Monday, October 5, 2009

Food Pilgrimage: The Lobster Roll from Red's Eats

Every so often, a local restaurant or a Mom & Pop joint creates a dish that becomes legend. It's either "the biggest" or "the spiciest" or thought by just about everyone to be "the best" (there are always one or two who disagree). Red's Eats in Wiscasset, Maine did this when they developed what the late owner, Al Gagnon, called "a proper lobster roll."

Al knew, as most Mainers do, that the lobster roll is about the lobster and the bun. Nothing else. It's not about the dressing, the seasoning, fancy toppings, or even lettuce. He knew that a proper lobster roll is made with a New England-style hotdog bun (the ones with flat sides), buttered and grilled on a hot griddle, and filled with enough chunky lobster so that you can barely pick it up to eat it. He knew the lobster had to be fresh, not frozen, and naturally sweet. To settle the argument of a dressing, Al served each sandwich with a choice of drawn butter or mayo on the side (or both if you like).

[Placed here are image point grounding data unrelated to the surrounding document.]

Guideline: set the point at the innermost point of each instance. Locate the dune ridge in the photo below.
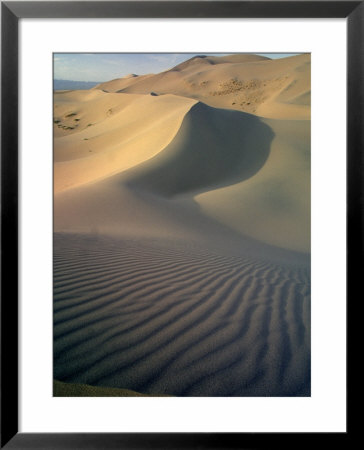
(271, 88)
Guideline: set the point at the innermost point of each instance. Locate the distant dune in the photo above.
(70, 84)
(273, 88)
(182, 230)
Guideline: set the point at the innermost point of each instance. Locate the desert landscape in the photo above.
(182, 231)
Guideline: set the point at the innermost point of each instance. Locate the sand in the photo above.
(182, 230)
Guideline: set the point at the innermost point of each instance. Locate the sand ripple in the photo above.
(171, 318)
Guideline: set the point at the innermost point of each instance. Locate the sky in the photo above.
(108, 66)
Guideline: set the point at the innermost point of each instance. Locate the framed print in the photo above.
(180, 219)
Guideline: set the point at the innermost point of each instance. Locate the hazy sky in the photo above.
(107, 66)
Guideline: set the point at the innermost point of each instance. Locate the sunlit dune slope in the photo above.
(110, 132)
(278, 88)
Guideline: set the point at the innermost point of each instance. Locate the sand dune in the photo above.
(113, 132)
(277, 88)
(163, 318)
(182, 231)
(250, 175)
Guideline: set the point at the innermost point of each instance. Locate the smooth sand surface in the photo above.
(182, 230)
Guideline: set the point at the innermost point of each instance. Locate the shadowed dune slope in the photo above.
(278, 88)
(222, 168)
(213, 148)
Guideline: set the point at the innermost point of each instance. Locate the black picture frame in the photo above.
(11, 12)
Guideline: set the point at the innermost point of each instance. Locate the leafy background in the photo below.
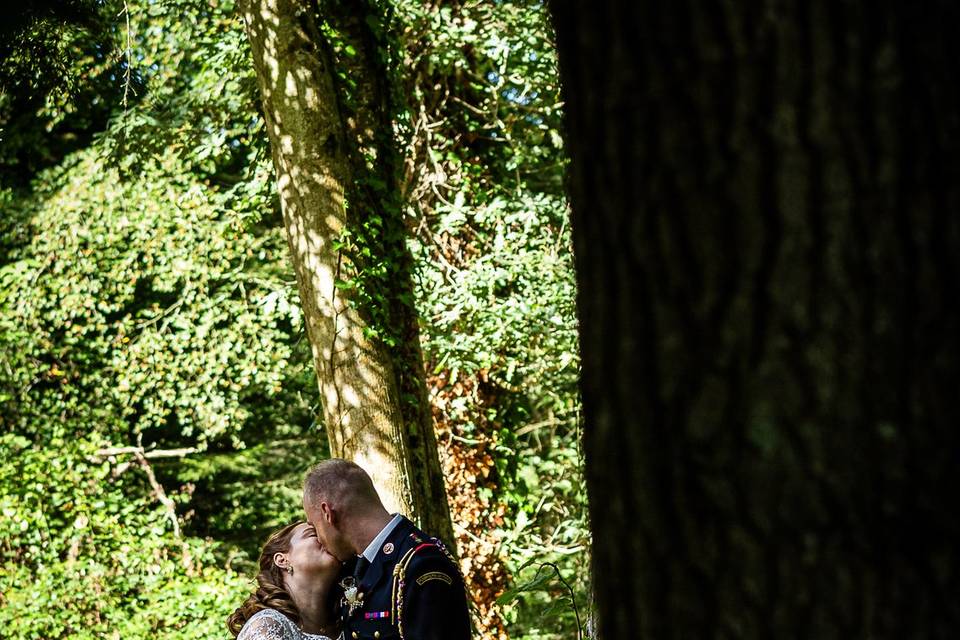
(146, 299)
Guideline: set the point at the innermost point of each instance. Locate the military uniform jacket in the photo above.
(412, 591)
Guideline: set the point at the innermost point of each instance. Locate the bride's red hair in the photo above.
(271, 592)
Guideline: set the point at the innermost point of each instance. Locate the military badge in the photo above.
(351, 593)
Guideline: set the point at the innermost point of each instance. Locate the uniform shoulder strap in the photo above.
(400, 574)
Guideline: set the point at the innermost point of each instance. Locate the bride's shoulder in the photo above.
(268, 624)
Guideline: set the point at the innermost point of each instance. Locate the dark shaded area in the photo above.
(767, 241)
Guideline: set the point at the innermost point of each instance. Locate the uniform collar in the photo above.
(371, 551)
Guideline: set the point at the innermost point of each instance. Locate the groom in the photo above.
(407, 585)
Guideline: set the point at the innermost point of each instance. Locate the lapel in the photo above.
(382, 561)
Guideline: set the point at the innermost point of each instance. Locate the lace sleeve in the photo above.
(267, 624)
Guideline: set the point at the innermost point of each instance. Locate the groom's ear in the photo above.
(327, 512)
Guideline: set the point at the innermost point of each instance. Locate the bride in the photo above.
(296, 590)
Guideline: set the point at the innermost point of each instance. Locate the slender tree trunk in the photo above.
(373, 399)
(765, 217)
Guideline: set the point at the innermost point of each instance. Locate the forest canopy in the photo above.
(158, 401)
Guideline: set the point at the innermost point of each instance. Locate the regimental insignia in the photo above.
(375, 615)
(434, 575)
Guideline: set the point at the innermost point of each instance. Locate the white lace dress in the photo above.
(270, 624)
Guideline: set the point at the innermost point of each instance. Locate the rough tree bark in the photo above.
(373, 397)
(765, 217)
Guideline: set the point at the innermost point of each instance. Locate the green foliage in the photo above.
(146, 297)
(496, 285)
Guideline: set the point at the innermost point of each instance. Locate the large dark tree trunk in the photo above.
(765, 216)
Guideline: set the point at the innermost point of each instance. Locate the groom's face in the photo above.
(323, 519)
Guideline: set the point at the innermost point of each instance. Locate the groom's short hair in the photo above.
(341, 483)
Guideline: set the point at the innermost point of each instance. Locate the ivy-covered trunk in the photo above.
(351, 264)
(767, 238)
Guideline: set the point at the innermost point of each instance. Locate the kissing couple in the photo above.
(352, 571)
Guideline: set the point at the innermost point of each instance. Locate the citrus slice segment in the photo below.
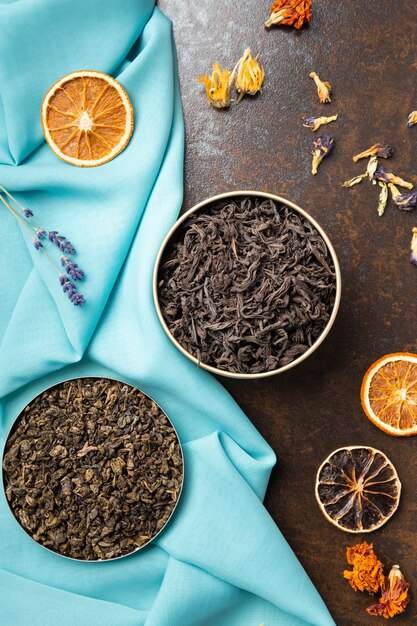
(357, 489)
(389, 394)
(87, 118)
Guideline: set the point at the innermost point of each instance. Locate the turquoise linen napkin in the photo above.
(221, 561)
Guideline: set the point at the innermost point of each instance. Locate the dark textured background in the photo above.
(367, 50)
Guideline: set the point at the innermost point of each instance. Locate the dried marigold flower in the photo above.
(315, 122)
(395, 595)
(249, 75)
(367, 573)
(378, 150)
(387, 175)
(323, 88)
(403, 201)
(412, 119)
(413, 248)
(289, 13)
(218, 86)
(321, 148)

This perfect Maine lobster roll became legend and is now a top tourist destination in historic Wiscasset, Maine, along scenic route 1. As you cross into the town and begin seeing the signs of a classic New England seaside village (proudly on the national historic register since 1976), there's Red's Eats, a small, fire engine red "seafood shack." In any other picturesque town of its caliber, the building would look out of place--an eyesore amongst beauty. Yet for some reason, Reds seems to fit right in. Wiscasset wouldn't be the same without it.

The line is long, sometimes stretching around the building and back an entire block to the train tracks and the waterway behind. In the dead of summer, you could wait up to an hour for your sandwich. But it's worth the wait. Even though Al himself passed away last year, his daughter works the takeout window in his place, waiting on just one customer at a time and giving each her best smile and a dose of Maine hospitality. While this may seem inefficient, it somehow works out and oddly allows each customer to find a seat in the small outdoor dining area once his or her order is called. Don't dare have a family member save a seat until your order is placed. You'll just interrupt the delicately balanced rhythm.

And did I mention the lobster roll? Over a whole lobster in every sandwich, sweeter meat than you've ever tasted in your life. Much of it is caught in the waterways just behind the shop.

Michelle and I made our annual pilgrimage to Red's this year as part of our first anniversary getaway to Maine. We weren't disappointed. It was every bit as delicious and carefully prepared as if Al had done it himself. In fact, his daughter even went back to the girl making the sandwiches to add a few pieces to Michelle's sandwich because she knew it wasn't quite right.

Next time you're visiting coastal Maine, stop by Red's and have yourself a proper lobster roll. I promise you won't regret it. They're open seasonally, this year until Columbus day weekend. They don't have a website, but this blog is about as good as one and contains all the relevant info and a link to a great YouTube video of an interview with Al himself.